The fact is, many super-wealthy Americans are ruthless sociopaths, seeking to become gods in a land of mass poverty and despair. To trust them to "make America great again" is ridiculous in the extreme. They send jobs overseas and then call their laid-off workers "takers" and "parasites." They invest in perpetual war and death, knowing full well that it will be the children of the non-wealthy who will suffer the most. They invest in private prisons and mass incarceration, thereby profiting off a subtle type of slave labor. They've made bankruptcy harder--and in some cases impossible--to ensure that most low-income Americans will never achieve the American Dream, but will become indentured servants instead. They inflate the cost of medicine and then lobby to kick people off Medicaid. They continue to sell cancer-causing products, like cigarettes, so that they can live in luxury on a foundation of dead bodies. They hide money in offshore accounts, to avoid taxes, while our revenue-starved infrastructure falls apart and delivers brain-damaging lead to babies. They add billions to their already-bloated wealth while financially-stressed Americans kill themselves in ever greater numbers, and then they buy politicians to make sure those results continue. 

Read all that again, and then tell me they're not monsters. 

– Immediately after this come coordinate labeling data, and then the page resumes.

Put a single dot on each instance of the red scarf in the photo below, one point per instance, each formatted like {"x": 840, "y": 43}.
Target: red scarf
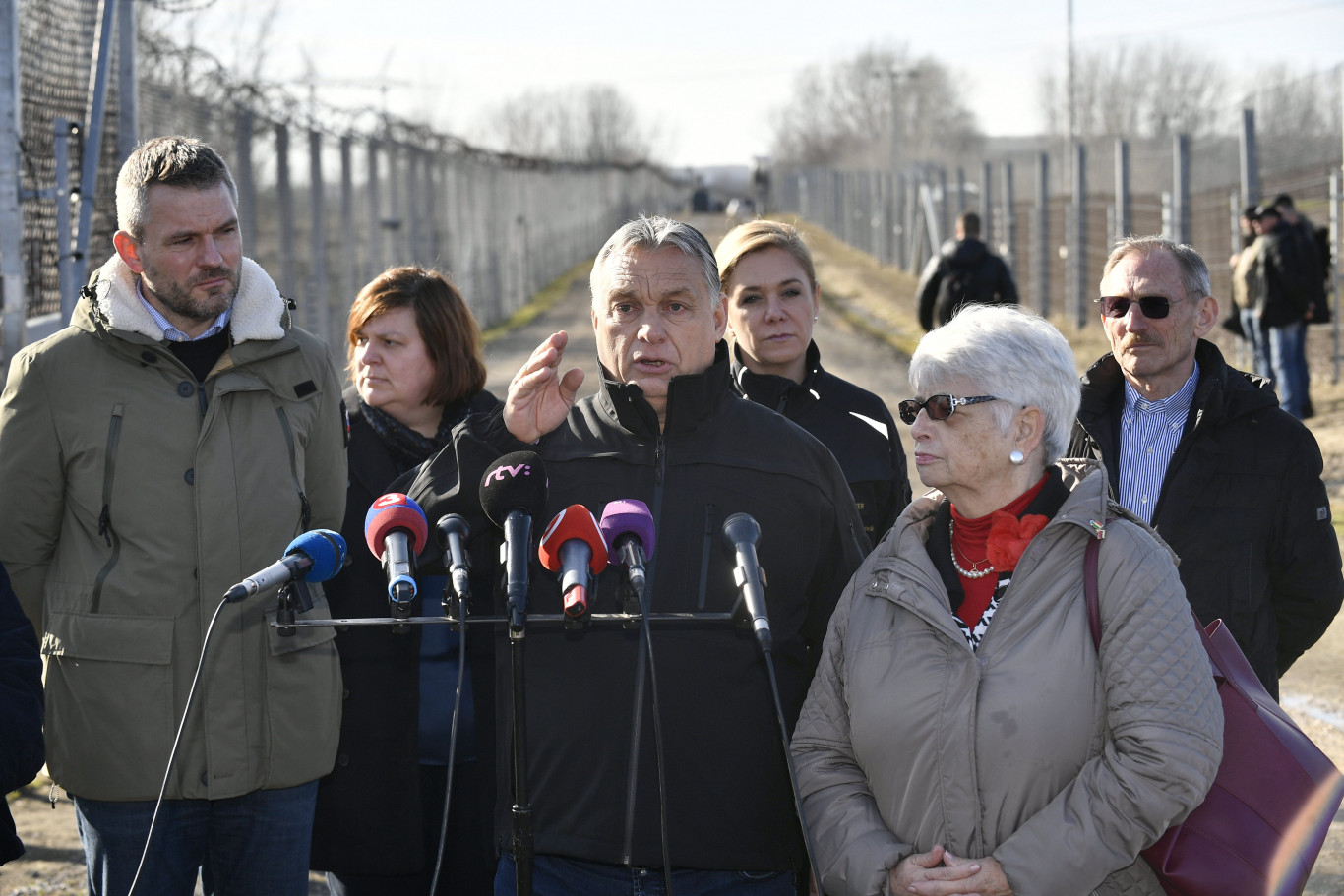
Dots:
{"x": 999, "y": 539}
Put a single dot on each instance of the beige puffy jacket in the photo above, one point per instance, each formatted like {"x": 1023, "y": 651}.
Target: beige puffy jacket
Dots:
{"x": 1030, "y": 749}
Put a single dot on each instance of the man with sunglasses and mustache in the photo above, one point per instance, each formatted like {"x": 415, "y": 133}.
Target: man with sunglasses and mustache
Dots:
{"x": 1203, "y": 452}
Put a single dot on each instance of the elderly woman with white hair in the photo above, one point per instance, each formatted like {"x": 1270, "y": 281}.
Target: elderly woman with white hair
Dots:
{"x": 962, "y": 734}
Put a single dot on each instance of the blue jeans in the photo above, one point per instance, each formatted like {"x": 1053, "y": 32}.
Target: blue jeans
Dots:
{"x": 1288, "y": 357}
{"x": 558, "y": 876}
{"x": 241, "y": 847}
{"x": 1258, "y": 341}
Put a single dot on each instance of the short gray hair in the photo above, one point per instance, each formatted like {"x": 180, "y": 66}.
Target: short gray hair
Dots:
{"x": 1193, "y": 271}
{"x": 172, "y": 161}
{"x": 1010, "y": 353}
{"x": 652, "y": 234}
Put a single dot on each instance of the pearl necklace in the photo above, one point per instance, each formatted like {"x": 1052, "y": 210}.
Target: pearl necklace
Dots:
{"x": 966, "y": 573}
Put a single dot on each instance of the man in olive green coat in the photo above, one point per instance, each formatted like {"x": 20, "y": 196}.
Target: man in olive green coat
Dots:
{"x": 168, "y": 444}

And still... STILL!... tens of millions of people continue to goose-step behind these super-wealthy predators - believing these soulless creatures will save them.

Isn't that amazing?

Above: The description for this 1938 photograph, from Carbon Hill, Alabama, reads: "K.E. Kropp, Real Estate & Insurance: 'It's been a wonderful help to the businessmen in general. Industries have been down and it kept the people going. WPA money was put to good use and made the town for us. It's helped business too." It is my firm belief that Americans of the 1930s, generally speaking, were smarter than we are today. They understood, for example, that a strong consumer class drives a strong economy. Many Americans today, on the other hand, believe that the economy must coddle super-wealthy investors, i.e., we must shower them with tax breaks, so they'll invest that greater after-tax income in ways that produce a bevy of good-paying jobs. And, astoundingly, even after 30-40 years of this trickle-down nonsense--nonsense that has outsourced our jobs, corrupted our democracy, neglected our infrastructure, reduced our employment benefits, and caused our wages to stagnate, tens of millions of Americans just voted for MORE trickle-down economics (see, e.g., "Trump Tax Plan Gives 47% Of Cuts To Richest 1%, New Analysis Finds," Forbes, October 11, 2016). As I said, our ancestors were smarter than we are. Photo courtesy of the National Archives.